I figured the war file would be the least intrusive for our devops team. We are predominantly dotnet shop and use azure service fabric. I'm not officially a developer just love to dabble so I like to make sure what i deliver is hassle free but my primary reason for it is i assume that tomcat manages memory and keeps apps alive especially after reboots.
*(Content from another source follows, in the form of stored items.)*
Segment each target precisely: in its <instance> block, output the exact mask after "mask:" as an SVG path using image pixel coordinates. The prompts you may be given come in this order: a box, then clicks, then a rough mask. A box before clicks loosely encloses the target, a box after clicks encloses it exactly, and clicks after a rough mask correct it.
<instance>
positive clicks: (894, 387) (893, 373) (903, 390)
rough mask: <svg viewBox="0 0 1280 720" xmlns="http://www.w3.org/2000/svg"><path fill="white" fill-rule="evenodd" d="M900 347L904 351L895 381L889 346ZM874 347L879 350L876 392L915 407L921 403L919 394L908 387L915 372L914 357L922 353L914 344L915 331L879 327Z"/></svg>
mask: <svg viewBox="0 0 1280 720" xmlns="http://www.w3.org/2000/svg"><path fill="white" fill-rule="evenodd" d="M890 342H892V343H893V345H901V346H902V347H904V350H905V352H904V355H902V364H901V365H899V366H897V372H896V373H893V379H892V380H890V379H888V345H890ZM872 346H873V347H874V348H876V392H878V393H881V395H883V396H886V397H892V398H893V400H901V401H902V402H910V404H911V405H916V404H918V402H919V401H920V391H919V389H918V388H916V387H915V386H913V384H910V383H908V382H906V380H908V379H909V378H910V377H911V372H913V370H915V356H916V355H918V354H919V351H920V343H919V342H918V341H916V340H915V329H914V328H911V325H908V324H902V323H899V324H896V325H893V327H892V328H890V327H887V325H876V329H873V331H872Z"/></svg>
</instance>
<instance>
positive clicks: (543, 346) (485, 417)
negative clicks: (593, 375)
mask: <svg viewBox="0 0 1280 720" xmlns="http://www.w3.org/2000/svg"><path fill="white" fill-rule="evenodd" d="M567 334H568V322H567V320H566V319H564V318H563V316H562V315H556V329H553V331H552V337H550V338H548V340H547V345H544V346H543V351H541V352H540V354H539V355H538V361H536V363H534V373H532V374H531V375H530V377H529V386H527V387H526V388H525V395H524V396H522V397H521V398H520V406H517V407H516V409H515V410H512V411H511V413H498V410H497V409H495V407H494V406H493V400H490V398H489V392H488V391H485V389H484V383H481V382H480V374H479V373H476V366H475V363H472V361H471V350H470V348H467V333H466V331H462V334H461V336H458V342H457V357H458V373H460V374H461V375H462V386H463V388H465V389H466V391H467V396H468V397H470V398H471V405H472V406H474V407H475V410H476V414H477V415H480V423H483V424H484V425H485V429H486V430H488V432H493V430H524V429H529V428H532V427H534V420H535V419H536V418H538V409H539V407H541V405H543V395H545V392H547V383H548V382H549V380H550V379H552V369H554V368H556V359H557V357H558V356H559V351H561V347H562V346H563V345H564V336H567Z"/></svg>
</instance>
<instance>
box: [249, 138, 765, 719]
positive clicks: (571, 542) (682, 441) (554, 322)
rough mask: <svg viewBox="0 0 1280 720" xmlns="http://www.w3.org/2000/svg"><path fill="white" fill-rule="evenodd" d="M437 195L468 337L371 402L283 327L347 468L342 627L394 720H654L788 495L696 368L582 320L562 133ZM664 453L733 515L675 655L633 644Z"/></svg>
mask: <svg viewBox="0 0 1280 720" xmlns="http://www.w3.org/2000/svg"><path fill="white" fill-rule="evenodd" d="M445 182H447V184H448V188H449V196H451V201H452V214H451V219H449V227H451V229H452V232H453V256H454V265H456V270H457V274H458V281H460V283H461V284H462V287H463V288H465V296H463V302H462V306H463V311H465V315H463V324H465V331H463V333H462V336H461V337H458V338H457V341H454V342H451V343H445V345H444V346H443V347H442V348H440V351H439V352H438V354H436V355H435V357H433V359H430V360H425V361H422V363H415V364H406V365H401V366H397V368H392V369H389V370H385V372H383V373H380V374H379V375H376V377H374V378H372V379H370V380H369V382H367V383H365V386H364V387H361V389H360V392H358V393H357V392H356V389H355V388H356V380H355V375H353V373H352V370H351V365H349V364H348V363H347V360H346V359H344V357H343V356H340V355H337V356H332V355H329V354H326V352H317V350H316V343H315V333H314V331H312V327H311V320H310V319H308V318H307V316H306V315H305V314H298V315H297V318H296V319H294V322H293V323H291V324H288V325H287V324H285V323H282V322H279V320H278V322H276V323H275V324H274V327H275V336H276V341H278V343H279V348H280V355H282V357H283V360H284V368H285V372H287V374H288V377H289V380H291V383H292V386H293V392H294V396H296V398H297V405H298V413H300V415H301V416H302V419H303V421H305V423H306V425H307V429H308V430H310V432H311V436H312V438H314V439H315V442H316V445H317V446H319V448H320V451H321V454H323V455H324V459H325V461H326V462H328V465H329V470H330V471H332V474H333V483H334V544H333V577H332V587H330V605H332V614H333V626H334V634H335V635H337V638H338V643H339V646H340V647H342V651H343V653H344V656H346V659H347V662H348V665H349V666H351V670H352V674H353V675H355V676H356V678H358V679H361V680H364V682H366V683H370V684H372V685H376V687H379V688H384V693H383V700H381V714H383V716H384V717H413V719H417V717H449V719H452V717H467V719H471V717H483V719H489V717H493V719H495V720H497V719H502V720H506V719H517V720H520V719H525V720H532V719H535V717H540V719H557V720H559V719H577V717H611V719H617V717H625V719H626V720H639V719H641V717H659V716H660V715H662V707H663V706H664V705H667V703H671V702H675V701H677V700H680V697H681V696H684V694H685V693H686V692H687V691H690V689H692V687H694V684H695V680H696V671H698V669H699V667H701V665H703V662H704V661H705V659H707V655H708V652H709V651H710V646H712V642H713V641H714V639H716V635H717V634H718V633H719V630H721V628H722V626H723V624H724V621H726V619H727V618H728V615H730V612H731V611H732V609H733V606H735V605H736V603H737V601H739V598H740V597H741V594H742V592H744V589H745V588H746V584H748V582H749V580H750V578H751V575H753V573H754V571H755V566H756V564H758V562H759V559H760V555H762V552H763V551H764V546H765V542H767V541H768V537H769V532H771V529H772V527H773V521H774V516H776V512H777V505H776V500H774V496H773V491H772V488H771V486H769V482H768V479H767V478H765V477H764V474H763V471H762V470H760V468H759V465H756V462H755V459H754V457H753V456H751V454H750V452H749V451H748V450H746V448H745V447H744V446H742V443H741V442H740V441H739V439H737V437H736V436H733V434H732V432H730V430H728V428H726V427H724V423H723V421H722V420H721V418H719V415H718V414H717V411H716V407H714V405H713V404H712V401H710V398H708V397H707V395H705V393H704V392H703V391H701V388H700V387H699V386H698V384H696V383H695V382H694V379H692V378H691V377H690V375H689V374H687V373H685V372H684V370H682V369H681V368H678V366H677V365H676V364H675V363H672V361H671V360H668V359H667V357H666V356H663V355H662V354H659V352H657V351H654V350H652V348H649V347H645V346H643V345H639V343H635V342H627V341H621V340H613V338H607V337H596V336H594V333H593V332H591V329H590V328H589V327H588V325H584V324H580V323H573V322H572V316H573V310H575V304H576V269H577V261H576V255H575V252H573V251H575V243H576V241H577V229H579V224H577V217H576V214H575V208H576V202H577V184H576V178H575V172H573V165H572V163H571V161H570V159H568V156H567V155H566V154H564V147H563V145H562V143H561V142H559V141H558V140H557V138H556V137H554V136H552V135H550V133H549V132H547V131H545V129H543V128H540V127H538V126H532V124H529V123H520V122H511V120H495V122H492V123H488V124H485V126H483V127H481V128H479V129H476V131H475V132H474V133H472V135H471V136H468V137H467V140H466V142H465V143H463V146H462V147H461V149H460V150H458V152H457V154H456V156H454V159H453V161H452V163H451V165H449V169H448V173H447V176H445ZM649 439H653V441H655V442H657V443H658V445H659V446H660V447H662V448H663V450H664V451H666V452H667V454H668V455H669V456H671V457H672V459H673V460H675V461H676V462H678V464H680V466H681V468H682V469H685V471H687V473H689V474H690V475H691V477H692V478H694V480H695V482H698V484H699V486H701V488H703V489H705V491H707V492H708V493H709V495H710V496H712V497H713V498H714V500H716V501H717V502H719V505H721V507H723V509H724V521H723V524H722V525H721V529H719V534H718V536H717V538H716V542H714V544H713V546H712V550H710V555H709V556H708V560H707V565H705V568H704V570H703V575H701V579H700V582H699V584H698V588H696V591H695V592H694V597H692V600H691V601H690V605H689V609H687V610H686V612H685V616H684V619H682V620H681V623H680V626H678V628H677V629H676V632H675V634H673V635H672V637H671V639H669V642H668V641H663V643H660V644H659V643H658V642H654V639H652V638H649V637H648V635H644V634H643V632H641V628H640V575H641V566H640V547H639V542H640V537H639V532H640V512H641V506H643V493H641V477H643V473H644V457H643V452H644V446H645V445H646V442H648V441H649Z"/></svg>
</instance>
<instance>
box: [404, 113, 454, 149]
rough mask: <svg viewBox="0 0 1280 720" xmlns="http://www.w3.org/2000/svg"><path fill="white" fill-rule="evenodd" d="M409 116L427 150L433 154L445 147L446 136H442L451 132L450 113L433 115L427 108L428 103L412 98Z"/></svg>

If embedding jetty gets me there without complication then I can definitely pitch that.

seancorfield00:06:09

You could use embedded Jetty and package the app as an uberjar, so it could be run with java -jar my-clojure-app.jar if devops would go for that.

vlad_poh20:06:52

to resolve this issue i comment out just these 2 and everything works (there are 65 others) (GET "/tasks/" req      `:return [Task]`      `:query-params [subprojectid :- Int]`      `:summary "Returns a list of tasks for a given subproject"`      `(get-tasks db (:params req)))`      `(GET "/tasks/:taskid" req`      `:return Task`      `:path-params [taskid :- Int]`      `:summary "Returns task details"`      `(get-task db (:params req)))`

seancorfield21:06:11

You can use triple backticks around a multi-line block of code. It's more readable than having each line formatted with single backticks.

👍 3
seancorfield21:06:21

like this
block
of text

vlad_poh23:06:14

(GET "/tasks/" req
     :return [Task]
     :query-params [subprojectid :- Int]
     :summary "Returns a list of tasks for a given subproject"
     (get-tasks db (:params req)))
 
   (GET "/tasks/:taskid" req
     :return Task
     :path-params [taskid :- Int]
     :summary "Returns task details"
     (get-task db (:params req)))

vlad_poh23:06:20

cool thanks!

vlad_poh20:06:40

this is why i was wondering if there was a way to pull the "routing table" and see if i have any duplicates/conflicts

adam22:06:45

Why this is returning nil instead of ""

(re-matches #"[a-z]{2}?" "")
This works as expected:
(re-matches #"[a-z]{2}?" "fr")

phronmophobic22:06:33

that regex doesn't match that string

noisesmith22:06:05

this one does

(ins)user=> (re-matches #"(?:[a-z]{2})?" "")
""
(ins)user=> (re-matches #"(?:[a-z]{2})?" "fr")
"fr"

noisesmith22:06:45

(?: ... ) is a "non capturing group", relatively obscure but exactly the right thing here

adam22:06:55

Thanks that’s exactly it

dabrazhe23:06:45

I cannot use macros as filter predicate?

noisesmith23:06:14

note directly, as you can't properly use a macro as an argument to a function

noisesmith23:06:45

of course you can use #(or ...) etc.

thanks 3
Brandon Olivier23:06:14

Does anybody else have trouble getting Firefox to read edn properly in the response devtools?